On one aspect of his nocturnal activities, however, he was determined to remain silent. With any luck, she need never know of his invasion of his grandfather’s Park Lane residence or his accusations of murder. He wasn’t quite ready to absolve Lord Melrose entirely, but the combination of brandy and a brisk walk in the cold night air had brought home to him the realization that he had gone about it in the worst possible way. No, he would say nothing to Julia on that subject, but he would go about establishing the guilt or innocence of Lord Melrose just as he would that of any other suspect. After all, the man was nothing to him.
“Yes, I had to go out. Mr. Colquhoun came by; he needed me to come with him and—and identify a body.
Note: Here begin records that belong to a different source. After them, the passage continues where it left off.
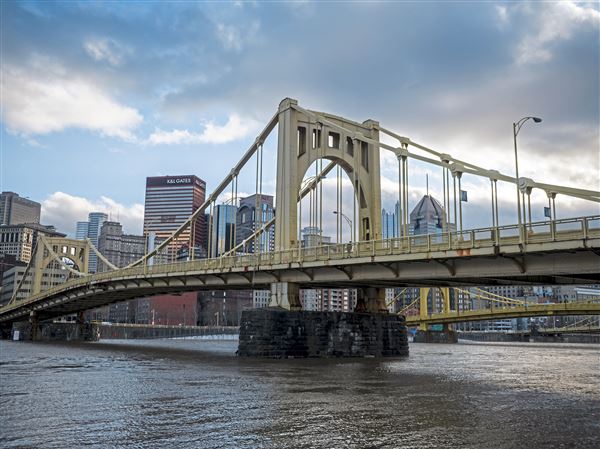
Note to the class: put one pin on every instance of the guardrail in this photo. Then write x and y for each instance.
(538, 232)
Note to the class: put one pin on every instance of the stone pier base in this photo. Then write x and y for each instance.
(279, 333)
(445, 336)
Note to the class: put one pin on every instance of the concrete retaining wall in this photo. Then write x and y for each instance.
(56, 331)
(493, 336)
(280, 333)
(133, 331)
(436, 337)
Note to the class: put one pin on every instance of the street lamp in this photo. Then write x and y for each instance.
(516, 128)
(335, 212)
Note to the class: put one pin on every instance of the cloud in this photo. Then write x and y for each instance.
(556, 22)
(106, 49)
(235, 37)
(235, 128)
(41, 102)
(64, 210)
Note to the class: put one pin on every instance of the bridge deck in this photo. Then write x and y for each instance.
(564, 251)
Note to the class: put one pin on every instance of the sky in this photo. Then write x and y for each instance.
(96, 96)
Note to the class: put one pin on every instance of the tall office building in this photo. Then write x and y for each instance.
(390, 223)
(18, 210)
(91, 230)
(20, 240)
(311, 236)
(222, 226)
(81, 230)
(249, 220)
(427, 217)
(169, 202)
(120, 249)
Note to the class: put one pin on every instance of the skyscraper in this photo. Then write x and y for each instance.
(222, 237)
(249, 220)
(170, 200)
(81, 230)
(390, 223)
(91, 230)
(428, 217)
(18, 210)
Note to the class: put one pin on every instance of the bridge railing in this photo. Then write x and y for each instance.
(538, 232)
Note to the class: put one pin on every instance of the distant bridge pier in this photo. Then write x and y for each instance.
(34, 326)
(371, 300)
(425, 335)
(285, 295)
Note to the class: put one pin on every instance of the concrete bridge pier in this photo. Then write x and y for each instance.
(34, 326)
(284, 330)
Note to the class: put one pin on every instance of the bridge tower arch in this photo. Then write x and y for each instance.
(305, 138)
(52, 250)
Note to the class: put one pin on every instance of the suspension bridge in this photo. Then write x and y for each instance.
(554, 251)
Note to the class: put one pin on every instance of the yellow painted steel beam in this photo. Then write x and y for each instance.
(495, 313)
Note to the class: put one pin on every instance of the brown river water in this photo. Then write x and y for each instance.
(192, 393)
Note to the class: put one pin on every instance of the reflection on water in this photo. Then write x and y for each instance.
(197, 394)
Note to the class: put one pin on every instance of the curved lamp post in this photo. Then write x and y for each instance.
(516, 128)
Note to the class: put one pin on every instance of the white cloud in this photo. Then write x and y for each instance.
(557, 21)
(229, 36)
(64, 210)
(106, 49)
(236, 37)
(501, 16)
(235, 128)
(38, 101)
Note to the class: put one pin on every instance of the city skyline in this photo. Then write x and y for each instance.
(166, 105)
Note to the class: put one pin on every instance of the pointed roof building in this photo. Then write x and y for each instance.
(427, 217)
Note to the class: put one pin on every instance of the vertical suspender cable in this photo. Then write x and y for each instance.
(460, 201)
(446, 220)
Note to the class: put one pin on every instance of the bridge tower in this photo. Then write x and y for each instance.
(70, 254)
(305, 138)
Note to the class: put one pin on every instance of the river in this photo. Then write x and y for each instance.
(192, 393)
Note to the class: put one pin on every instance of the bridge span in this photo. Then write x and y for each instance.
(554, 251)
(474, 257)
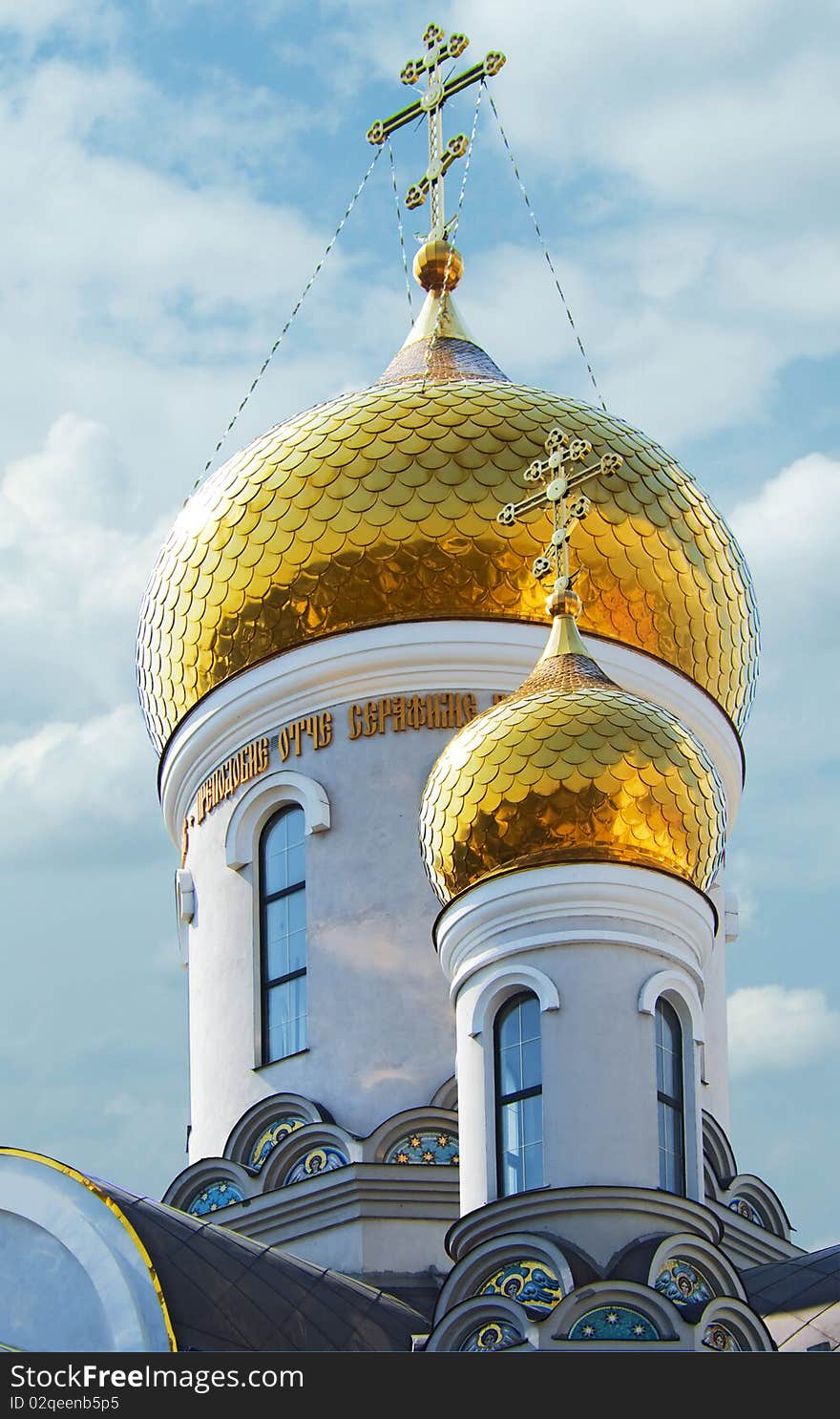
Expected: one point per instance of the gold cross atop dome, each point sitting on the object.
(430, 102)
(560, 493)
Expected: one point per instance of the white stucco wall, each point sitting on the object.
(381, 1025)
(598, 936)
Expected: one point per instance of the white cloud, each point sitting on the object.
(772, 1027)
(790, 531)
(34, 20)
(70, 784)
(72, 575)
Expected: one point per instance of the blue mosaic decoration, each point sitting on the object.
(315, 1162)
(271, 1137)
(746, 1209)
(613, 1323)
(490, 1339)
(684, 1283)
(216, 1195)
(718, 1337)
(528, 1281)
(425, 1147)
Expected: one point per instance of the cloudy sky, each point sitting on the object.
(171, 174)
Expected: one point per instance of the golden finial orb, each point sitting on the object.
(437, 265)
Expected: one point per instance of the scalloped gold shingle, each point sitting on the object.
(381, 507)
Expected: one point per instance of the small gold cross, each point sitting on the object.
(560, 493)
(430, 102)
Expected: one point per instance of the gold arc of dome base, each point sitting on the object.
(381, 507)
(571, 768)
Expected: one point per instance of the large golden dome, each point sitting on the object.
(569, 770)
(317, 525)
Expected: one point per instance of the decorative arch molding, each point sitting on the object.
(204, 1174)
(474, 1313)
(748, 1330)
(428, 1118)
(762, 1197)
(328, 1138)
(709, 1182)
(717, 1150)
(682, 990)
(507, 984)
(262, 1115)
(469, 1275)
(615, 1293)
(264, 797)
(712, 1263)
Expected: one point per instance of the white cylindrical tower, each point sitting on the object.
(332, 606)
(574, 832)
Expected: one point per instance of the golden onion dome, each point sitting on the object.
(315, 525)
(569, 770)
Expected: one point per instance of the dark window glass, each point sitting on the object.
(283, 931)
(670, 1106)
(518, 1091)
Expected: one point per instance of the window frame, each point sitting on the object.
(268, 984)
(674, 1104)
(501, 1101)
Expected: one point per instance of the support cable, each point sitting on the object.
(283, 333)
(545, 251)
(393, 181)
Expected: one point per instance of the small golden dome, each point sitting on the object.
(569, 770)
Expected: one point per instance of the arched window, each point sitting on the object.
(518, 1095)
(670, 1100)
(283, 934)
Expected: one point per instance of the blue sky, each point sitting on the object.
(172, 171)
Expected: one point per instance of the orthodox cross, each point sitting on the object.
(430, 102)
(559, 491)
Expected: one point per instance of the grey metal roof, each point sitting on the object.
(799, 1299)
(227, 1293)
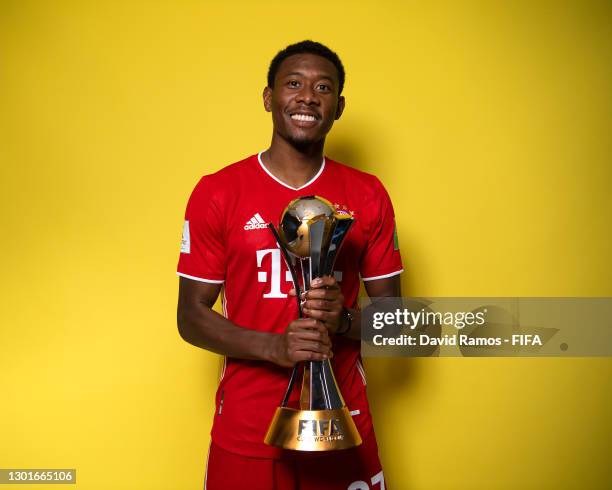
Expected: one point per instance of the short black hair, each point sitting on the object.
(308, 47)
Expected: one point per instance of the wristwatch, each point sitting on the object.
(347, 319)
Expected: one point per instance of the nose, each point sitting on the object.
(308, 95)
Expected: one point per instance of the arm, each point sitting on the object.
(200, 325)
(324, 302)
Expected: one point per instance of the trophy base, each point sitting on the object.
(312, 430)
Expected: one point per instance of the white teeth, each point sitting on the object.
(302, 117)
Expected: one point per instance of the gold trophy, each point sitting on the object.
(310, 235)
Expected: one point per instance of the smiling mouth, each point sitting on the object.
(303, 117)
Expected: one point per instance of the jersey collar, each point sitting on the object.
(287, 185)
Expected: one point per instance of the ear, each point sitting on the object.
(340, 108)
(267, 98)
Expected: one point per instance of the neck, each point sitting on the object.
(293, 165)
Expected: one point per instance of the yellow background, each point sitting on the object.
(488, 122)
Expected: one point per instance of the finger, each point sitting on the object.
(300, 356)
(306, 324)
(327, 294)
(319, 304)
(319, 337)
(310, 346)
(328, 282)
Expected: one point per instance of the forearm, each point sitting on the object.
(205, 328)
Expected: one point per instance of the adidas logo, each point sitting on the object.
(255, 223)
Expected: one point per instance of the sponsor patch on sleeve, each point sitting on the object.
(186, 241)
(395, 240)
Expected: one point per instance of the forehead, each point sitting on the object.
(308, 64)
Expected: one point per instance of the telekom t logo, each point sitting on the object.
(277, 270)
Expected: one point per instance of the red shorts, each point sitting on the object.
(349, 469)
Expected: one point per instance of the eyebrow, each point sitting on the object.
(301, 74)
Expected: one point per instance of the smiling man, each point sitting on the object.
(227, 247)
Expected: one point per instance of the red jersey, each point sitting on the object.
(226, 241)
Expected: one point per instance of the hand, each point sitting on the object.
(323, 302)
(305, 339)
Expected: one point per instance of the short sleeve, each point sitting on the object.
(381, 257)
(202, 255)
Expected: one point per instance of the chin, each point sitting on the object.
(302, 142)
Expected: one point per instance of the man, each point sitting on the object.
(226, 245)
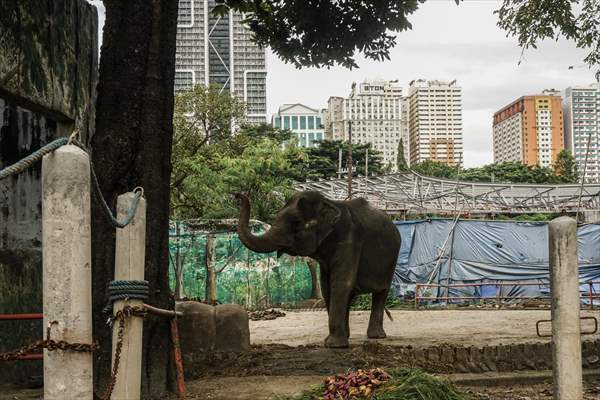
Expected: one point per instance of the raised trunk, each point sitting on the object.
(211, 273)
(132, 147)
(316, 283)
(259, 244)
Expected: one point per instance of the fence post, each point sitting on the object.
(130, 251)
(67, 277)
(564, 281)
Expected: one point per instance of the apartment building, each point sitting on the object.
(530, 130)
(213, 49)
(435, 121)
(304, 121)
(373, 112)
(581, 108)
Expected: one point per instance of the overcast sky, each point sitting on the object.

Sweetheart, my father was found dead. He’s been murdered.”
“Oh John, no!” She sat up in bed at once, and reached out to him. Hastily revising his plans, he slipped not into the despised camp bed, but into her arms. “And after you’d just got him back! How did it happen? Who could have done such a thing?”
“He was taken by surprise—stabbed in the back. As for who, well, I don’t know. But”—his jaw tightened, and the determined set of his chin was one which his grandfather would have instantly recognized—“I intend to find out.”
“Darling, are you sure that’s wise, with you being so closely involved? After all, he is your father, and the investigation might turn up elements of his recent past that could only distress you.”
“No one could tell me much about Da that I don’t already know,” he said, but even as he spoke the words, he knew they weren’t true. Less than twelve hours earlier, he’d heard from his father’s own lips things he’d never even imagined.
“Be that as it may,” Julia persisted, “I’m a bit surprised that Mr. Colquhoun would countenance your involvement in the investigation, when you are so intimately connected to its subject.”
Pickett readily conceded the point. “He didn’t. But I’m not with Bow Street anymore and no longer accountable to Mr. Colquhoun. In other words,” Pickett concluded with the faintest hint of a smile, “he can’t stop me.”